Analysis of Variance (ANOVA) is a statistical method used to compare the means of three or more independent groups. While a t-test is limited to two groups, ANOVA allows us to determine if at least one group mean is different from the others without increasing the risk of a “Type I Error” (false positive).
It might seem strange to use “Variance” to test “Means.” However, ANOVA works by partitioning the total variance in the data into two components: 1. Between-group variance: How much do the group means differ? 2. Within-group variance: How much spread is there inside each group?
If the variance between groups is significantly larger than the variance within groups, we conclude the means are likely different.
To perform a One-Way ANOVA, we follow these mathematical steps.
Total variation is broken down as: \[SS_{Total} = SS_{Between} + SS_{Within}\]
The final test statistic is the ratio of Mean Squares: \[F = \frac{MS_{Between}}{MS_{Within}} = \frac{SS_B / (k-1)}{SS_W / (N-k)}\] Where: * \(k\) = number of groups. * \(N\) = total number of observations.
Imagine an agricultural scientist testing four different types of fertilizers (A, B, C, and D) on crop yields. They want to know: Does the type of fertilizer used significantly affect the average crop yield?
set.seed(123)
# Simulating data for 4 fertilizers
fertilizer_data <- data.frame(
Fertilizer = rep(c("A", "B", "C", "D"), each = 20),
Yield = c(rnorm(20, mean = 20, sd = 2), # Fertilizer A
rnorm(20, mean = 22, sd = 2), # Fertilizer B
rnorm(20, mean = 19, sd = 2), # Fertilizer C
rnorm(20, mean = 25, sd = 2)) # Fertilizer D
)
head(fertilizer_data)## Fertilizer Yield
## 1 A 18.87905
## 2 A 19.53965
## 3 A 23.11742
## 4 A 20.14102
## 5 A 20.25858
## 6 A 23.43013
Before running the math, we visualize the distributions.
ggplot(fertilizer_data, aes(x = Fertilizer, y = Yield, fill = Fertilizer)) +
geom_boxplot(alpha = 0.7) +
geom_jitter(width = 0.15, alpha = 0.5) +
theme_minimal() +
labs(title = "Crop Yield by Fertilizer Type",
subtitle = "Visual inspection suggests differences between group D and others",
y = "Yield (Bushels/Acre)")We use the aov() function to calculate the results.
# Fit the ANOVA model
anova_model <- aov(Yield ~ Fertilizer, data = fertilizer_data)
# Display the summary table
summary(anova_model)## Df Sum Sq Mean Sq F value Pr(>F)
## Fertilizer 3 349.8 116.6 33.33 7.4e-14 ***
## Residuals 76 265.9 3.5
## ---
## Signif. codes: 0 '***' 0.001 '**' 0.01 '*' 0.05 '.' 0.1 ' ' 1
ANOVA is valid only if certain conditions are met: 1. Independence: Observations are independent (Assumed by design). 2. Normality: The residuals should follow a normal distribution. 3. Homogeneity of Variance: Groups should have similar spread.
ANOVA tells us “something is different,” but it doesn’t say which fertilizer is better. We use Tukey’s Honest Significant Difference to find the specific differences.

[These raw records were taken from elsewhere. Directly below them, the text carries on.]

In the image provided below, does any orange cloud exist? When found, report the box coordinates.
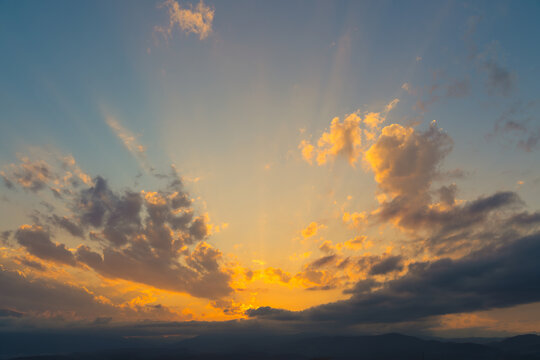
[302,221,326,239]
[155,0,214,40]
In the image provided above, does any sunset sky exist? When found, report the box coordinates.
[0,0,540,336]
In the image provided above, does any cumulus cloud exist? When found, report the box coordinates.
[70,177,232,298]
[15,225,75,266]
[4,150,232,299]
[481,60,515,96]
[155,0,214,40]
[0,151,92,198]
[247,234,540,324]
[302,221,325,239]
[299,99,399,166]
[366,122,453,199]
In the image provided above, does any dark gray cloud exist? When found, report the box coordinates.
[487,100,540,152]
[51,214,84,238]
[0,268,116,317]
[15,225,76,266]
[369,255,403,275]
[247,234,540,324]
[2,157,232,299]
[0,230,13,244]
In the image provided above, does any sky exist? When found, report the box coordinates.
[0,0,540,336]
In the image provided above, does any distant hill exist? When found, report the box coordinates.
[4,334,540,360]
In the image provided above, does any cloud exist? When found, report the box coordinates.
[70,177,232,298]
[366,122,453,199]
[0,153,92,198]
[5,150,232,299]
[247,234,540,325]
[369,255,403,275]
[302,221,326,239]
[155,0,214,40]
[51,214,84,238]
[105,115,148,168]
[15,225,76,266]
[0,157,54,192]
[446,78,470,98]
[481,59,516,96]
[487,100,540,152]
[298,99,399,167]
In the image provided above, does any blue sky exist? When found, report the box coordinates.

## Tukey multiple comparisons of means
## 95% family-wise confidence level
##
## Fit: aov(formula = Yield ~ Fertilizer, data = fertilizer_data)
##
## $Fertilizer
## diff lwr upr p adj
## B-A 1.614238 0.06057883 3.1678973 0.0386301
## C-A -1.070277 -2.62393639 0.4833821 0.2768807
## D-A 4.476918 2.92325902 6.0305775 0.0000000
## C-B -2.684515 -4.23817446 -1.1308560 0.0001208
## D-B 2.862680 1.30902095 4.4163394 0.0000390
## D-C 5.547195 3.99353617 7.1008547 0.0000000
If the confidence interval for a pair (e.g., D-A) does not cross the zero line, the difference is significant. In our plot, Fertilizer D is significantly more effective than A, B, and C.
ANOVA is used across virtually every industry:
| Industry | Application |
|---|---|
| Marketing | Comparing the click-through rates (CTR) of 5 different website layouts. |
| Medicine | Testing the effectiveness of three different dosages of a new drug. |
| Manufacturing | Checking if three different machines produce parts with the same mean diameter. |
| Education | Comparing the exam scores of students using three different teaching methods. |
ANOVA is a powerful tool for experimental design. By looking at the variance, we gain clarity on whether observed differences are due to chance or a genuine effect of our treatments.
install.packages(c("ggplot2", "dplyr", "ggpubr", "car")).